When the show hit a commercial, Alan picked-up the National Inquirer and started reading. Andy stared up at the ceiling where the cigarette smoke was staining the white paint.

Technically, there was no smoking allowed, but practically, nobody followed that rule. It was like that question on the insurance adjustment form, “Are you a smoker?”


The whole world is biased against addicts, but first, they make you addicted.

There was a scrambling sound in the living room, and then, breaking glass.

Andy rushed in to see Beaker the cat, standing over the fish bowl with a golden tail, like a forked tongue, sticking out of its mouth.

“Beaker, you just ate a million dollars. Cough it up. That was dad’s retirement, and my collage fund,” but Beaker swallowed in response.

Andy reached for his pocket knife.

“No. Don’t do that,” Alan said. Squeeze him.

But no matter how much pressure they applied to the cat, Andy and Alan couldn’t get the fish to swim out.

In fact, Beaker’s breath smelled like he had already digested his lunch.

“That’s the fickle nature of fortune,” Alan said. “Oh well, we probably have enough gold to get us through the next decade.”

Alan went back to reading the National Inquirer, as if nothing had happened.

Andy was devasted. I guess old age puts wealth in perspective.

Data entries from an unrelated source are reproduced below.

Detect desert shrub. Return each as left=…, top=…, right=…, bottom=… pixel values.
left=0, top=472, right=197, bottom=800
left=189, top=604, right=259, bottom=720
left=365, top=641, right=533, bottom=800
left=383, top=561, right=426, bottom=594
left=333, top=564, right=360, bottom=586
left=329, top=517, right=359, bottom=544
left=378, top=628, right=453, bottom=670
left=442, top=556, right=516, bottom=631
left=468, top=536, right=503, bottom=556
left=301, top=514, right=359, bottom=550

It’s not a big deal, when death might steal your life.

“I know what I’ll do, I’ll schedule another therapy appointment. It’ll only cost 100 dollars.”

“I think you’re out of luck,” Alan said from the other room. “Your psychoanalyst lives two blocks down in 209, am I right?”

“That’s right.”

“Well, it says here, that he was murdered, or at least, the police think he was murdered. They found a lot of blood and a broken mirror. They suspect it was a disgruntled patient. Alister was eccentric in his methods of mental health treatment. His memorial is scheduled for next week. In the meantime, his office is a crime scene.”

“I wonder if they cleaned up the broken mirror?” Andy asked. He was looking at the living room wall, when he said this. “I’m going for a walk.”

It was a sunny day, and Andy’s shadow was following him on the sidewalk. When he got two blocks down, there was the yellow tape, and a notice from the police, not to trespass. Andy walked into the waiting room, and through the door of Alister’s office.

It was barren, with the exception of blood stains on the floor, a chalked outline of a little man, and smashed mirror fragments that had fractured everywhere.

Andy reached for the drawer, for one of those big plastic bags, Alister put the fish in. Then he scooped up the shards until the whole mirror was in the bag. He walked out of there, like Santa Clause. And when he got to the apartment, he began to unpack the mirror.

“What did you get?” Alan asked.

“Do you remember that mirror, I told you about, that I looked into?”


“Well, here it is.”

“That’s evidence.”

“Trust me, the killer won’t be looking into this mirror.” Andy stared at his fractured reflection for a moment. “All I need to do, is fuse it together.”